The use of DevOps scripting and playbooks to spin up, provision and manage workloads dynamically and automatically provide businesses with tangible competitive advantages through accelerated delivery of business objectives, but in a traditional segmentation environment would require multiple manual segmentation techniques to deploy, and would introduce great latency. For an enterprise to make VLAN and IP address changes alone, even for enterprises with only a thousand servers, would take months.
Firewalls are no longer as helpful as they are not in the middle of most of the data centre traffic. Even with virtualised data centres, any attempt to funnel traffic through firewalls leads to bottlenecks and latency. Furthermore you still have the issues of manual moves, adds, changes and deletes. Finally such traditional techniques only focus on the machine and port level; they do not provide protection at the application process level. This means any processes, including malicious ones, can easily bypass port-based rules, thereby exposing applications to threats that have successfully breached the perimeter.
Securing todays ever changing cloud environment
In with modern segmentation
Based on software defined segmentation that follows workflows, modern techniques work seamlessly across all platforms and are designed for today’s dynamic, automated and scripted DevOps world. Modern methods provide segmentation to easily secure the data centre, without moves, adds, changes and deletes having to be handled manually.

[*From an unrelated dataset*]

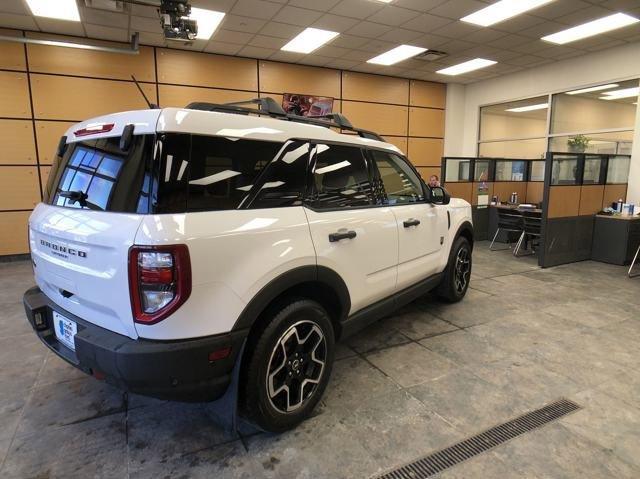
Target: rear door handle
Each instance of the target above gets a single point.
(339, 235)
(411, 222)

Addressing key portions of the People, Workloads and Network elements of the security model, modern segmentation is arguably the optimal choice. Of equal importance, with the right tools and a little thoughtful planning, modern segmentation can today be implemented quickly in ways that allow easy management and maintenance. In fact, recent testing has demonstrated that modern segmentation can be deployed 30 times or so faster than traditional firewall implementations. Those time savings and efficiencies translate to significantly lower costs over the deployment lifecycle.
Get it right
Modern segmentation overcomes the inherent inefficiencies of traditional segmentation techniques and, perhaps more importantly, results in stronger security for enterprise environments. Furthermore it takes the concept of network segmentation down to a very granular, process-to-process level. It entails the creation of security policies around individual or logically grouped applications, regardless of where they reside in the hybrid data centre. These policies dictate which applications can and cannot communicate with each other — true zero trust at the application level.
Modern segmentation methods also make it possible to apply policies in a dynamic fashion, so that as new workloads are spun up or down – or even moved, they are attributed to the correct policy automatically. This saves considerable resources by eliminating the need for manual moves, adds, changes and deletes.
The key to implementing modern segmentation is to begin the process with a graphical visualisation of all assets in the environment, whether bare metal, virtual machines or containers, and the dependencies between them. This deep visibility dramatically accelerates the process of identifying, grouping and creating security policies around the tiers of the applications.
By using modern segmentation enterprise administrators can provide security and enforcement at the application and process level, containing threats and alerting operators to their presence.
In this way, modern segmentation is the most effective solution for reducing a company’s attack surface and risk profile. Above all, using modern segmentation methods to build a stronger security posture means reduced risks and liabilities without sacrificing speed of innovation.